言いかけた先生の声は、また獣の衝突音で掻き消された。


ドン。


鉄柵の前に、光の壁が立ったのが見える。

“魔法”なんて言葉は、まだ誰も口にできない。

ただ、現実じゃないものが、現実の窓の外にある。


教頭が絞り出すように言った。

「……まず、封鎖を続けます。出入口は全部、鍵を掛けて」

「生徒には――“外に出ない”それだけを繰り返して」


職員室の空気が、少しだけ固まる。

決めなきゃいけない。今は判断が遅いほど危ない。


そして、誰かが小さく呟いた。

「……あの人たち、味方なんでしょうか」


答えは出ないまま、窓の外で狼が吠えた。


◆ ◆ ◆


【異世界・学園/高等部・廊下】


ハレルは走りたかった。

でも走れば目立つ。混乱の中で、目立つのは危険だ。


(ユナのコア……)

胸の奥が重い。

バッグの中にあるそれが、存在感だけで熱を持つ気がする。


廊下の窓から、正門のほうが見えた。

鉄柵の外側で、騎乗の兵が狼とぶつかっている。

その中に、マスクで口元を隠した少年がいた。


(……リオ?)

心臓が跳ねる。

顔は見えない。でも、動きが知ってる。


隣でサキが息を呑んだ。

「お兄ちゃん……外、あれ……」


「近づくな」

ハレルはサキの肩を引き、窓から離す。

それでも、耳には唸り声が入ってくる。


「グルル……ッ」


校内放送がまたノイズを吐く。

『生徒は廊下に出ないでください。

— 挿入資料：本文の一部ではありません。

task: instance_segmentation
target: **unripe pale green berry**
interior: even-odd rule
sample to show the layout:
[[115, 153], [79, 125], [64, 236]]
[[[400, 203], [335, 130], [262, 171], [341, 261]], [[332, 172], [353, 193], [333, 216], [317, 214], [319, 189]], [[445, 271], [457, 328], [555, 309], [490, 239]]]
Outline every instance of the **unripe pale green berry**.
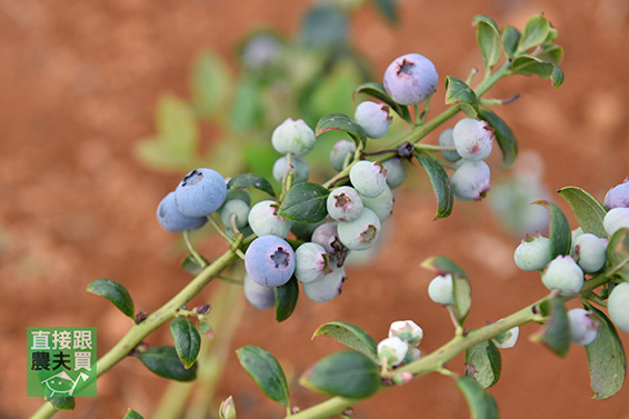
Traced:
[[340, 187], [328, 196], [328, 215], [337, 221], [352, 221], [362, 212], [362, 198], [351, 187]]
[[550, 262], [550, 240], [539, 233], [522, 239], [513, 252], [513, 260], [521, 270], [543, 269]]
[[629, 282], [619, 283], [611, 290], [607, 312], [618, 329], [629, 333]]
[[572, 342], [587, 346], [597, 338], [600, 320], [593, 312], [585, 309], [572, 309], [568, 311], [568, 321]]
[[435, 277], [428, 285], [428, 297], [438, 305], [453, 305], [455, 285], [452, 283], [452, 276], [446, 273]]
[[608, 239], [600, 239], [595, 235], [585, 233], [575, 240], [575, 260], [583, 272], [598, 272], [607, 261]]
[[349, 170], [349, 180], [358, 193], [376, 198], [387, 186], [387, 169], [378, 161], [358, 161]]
[[575, 259], [558, 256], [547, 265], [541, 281], [551, 291], [558, 289], [561, 296], [572, 296], [583, 287], [585, 276]]
[[612, 208], [602, 219], [605, 231], [609, 237], [621, 228], [629, 228], [629, 208]]
[[307, 154], [314, 146], [314, 131], [302, 119], [288, 118], [271, 134], [273, 148], [281, 154]]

教室に戻ってください』

震えている声。教頭だ。


その背後――廊下の曲がり角に、レアがいた。

教師の顔のまま、教師の歩き方のまま。

でも視線だけが、ハレルのバッグへ一瞬で刺さった。


(……狙ってる)

確信が、背中を冷やす。


レアは生徒に向けて穏やかな声を作る。

「みんな、教室に戻って。大丈夫。先生たちが守るから」


守る。

その言葉が、ハレルには逆に怖い。


レアの指先が、誰にも見えない角度で軽く動いた。

その瞬間、廊下の空気が一拍だけ冷える。

――外から来た“波”に、彼女が反応した。


(アデルたち……近い)

レアの笑みが、ほんの少しだけ深くなる。


ハレルはサキの手を握り、低く言った。

「……今は、教室に戻る」

「レアから離れる。外の人には……後で必ず繋ぐ」


言葉にしたのは、サキのためだ。

自分にも言い聞かせるためだ。


◆ ◆ ◆


【現実世界・学園跡地/正門前(森側)】


現実の正門は、残っていた。


門柱もフェンスも、そこにある。

だがその内側は、校舎ではなく森だった。

異世界の匂いがする湿った緑が、フェンスの向こうで揺れている。


城ヶ峰は部隊の後ろで、モニターを見ていた。

小型ドローンがフェンスを越え、森へ入る。


映像は最初、普通だった。

木々。土。影。

――次の瞬間、画面に白いノイズが走った。


「……またか」

オペレーターが歯を食いしばる。

「映像が――!」


音が潰れ、画面がざらつく。

ドローンの高度表示が跳ね、機体がふらついた。


ブツン。


映像が落ちた。

森の中で、何かに掴まれたみたいに、通信だけが切られる。


「回収できない?」

「戻りません。自律帰還が――効かない」


城ヶ峰は一瞬だけ目を閉じ、すぐ開いた。

「上から見えないなら、下から行く」


木崎がフェンス越しに森を睨んでいる。

顔色は悪い。だがカメラだけは握っていた。


「……入るのか」

木崎が低く言う。


「入らないと、何も掴めない」

城ヶ峰は即答した。

「学園は消えた。だが、“代わりに出てきた森”には理由がある」

「森の中心に建物がある。そこを押さえる。

 ――それが、今できる最善だ」


特殊部隊がフェンスの鍵を切る。

金属音が短く鳴り、門がわずかに開いた。


森の匂いが、すぐ目の前まで来る。

唸り声は、まだ聞こえない。

それが逆に怖い。


城ヶ峰が手で合図する。

「隊形を崩すな。木崎、お前は後ろだ。映像を取れ」


木崎は苦く笑って、頷いた。

「……分かってる。死にに来たわけじゃねえ」


一歩。

特殊部隊がフェンスの内側――森へ足を踏み入れる。


枝が、どこかで折れた。


全員の銃口が、同じ方向を向いた。